To begin, you get what you pay for. Stop short-changing yourself and your appearance. Not only is it painful and unfair for those of us that have to look at you, but that Dorothy Hamill affects your self-esteem and confidence (and even Ms. Hamill has updated her look). 


Unlike sex, you don't want to partake in anonymous stylist encounters. Do your research and talk to people who have good haircuts (if years of neglect have deadened your aesthetics to the point of atrophy, ask someone else. Don't look at fashion magazines because  you will end up looking like an extra from Blade Runner.)


Once you find someone, respect his or her professional expertise. If you go in with your pumpkin head and ask for a pixie cut and the stylist politely suggests something else, take her advice. It is fine to bring in photos to communicate what you have in mind, but remember that no haircut is going to make you look like Julia Roberts in Pretty Woman. Accept constructive criticism. 


Finally, if you show your stylist respect, insist on the same for yourself. Don't agree to anything until you are comfortable that you understand what is going to happen to your head. Also, demand good service, because now you are paying for it.
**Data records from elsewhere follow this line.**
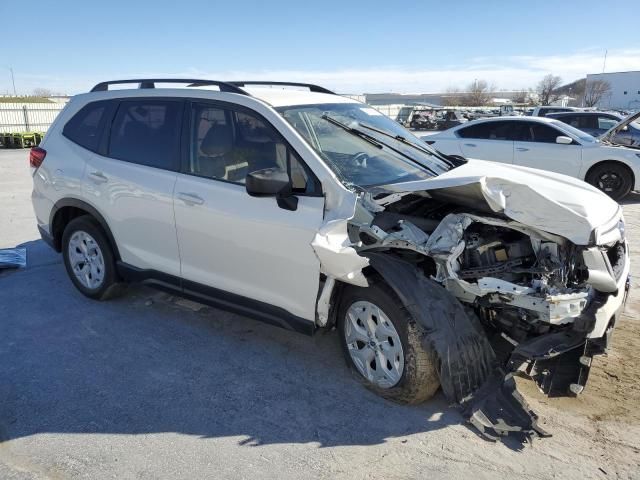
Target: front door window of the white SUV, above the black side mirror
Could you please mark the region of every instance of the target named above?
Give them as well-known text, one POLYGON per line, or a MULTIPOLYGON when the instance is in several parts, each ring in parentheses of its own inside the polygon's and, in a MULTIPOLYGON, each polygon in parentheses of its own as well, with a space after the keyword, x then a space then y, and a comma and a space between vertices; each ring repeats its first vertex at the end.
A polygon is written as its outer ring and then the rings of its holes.
POLYGON ((248 173, 278 168, 289 173, 293 190, 310 192, 310 175, 284 139, 262 119, 212 105, 194 105, 188 173, 244 184, 248 173))

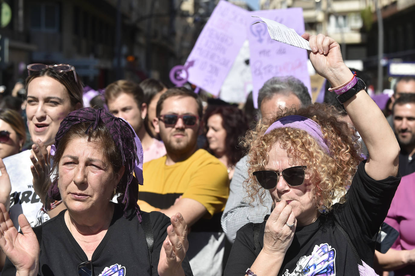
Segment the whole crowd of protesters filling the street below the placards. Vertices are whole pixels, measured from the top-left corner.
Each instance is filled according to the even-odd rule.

After spending triple-digits on a cut and color at a nice salon, where I had been going to the same stylist for several months, I was informed that the receptionist had not scheduled me for a blow-dry, even though my regular appointment was color/cut/style. Setting aside that a stylist should care enough about the final product to what to know what it looks like dry, it was also cold outside and I had plans later. Not only was the salon unable to find even an assistant or a student to blow out my hair, the solution that was offered to me was to sit in a corner and dry it myself. No apologies, no coupons, no complimentary espresso. Needless to say, I have never been back.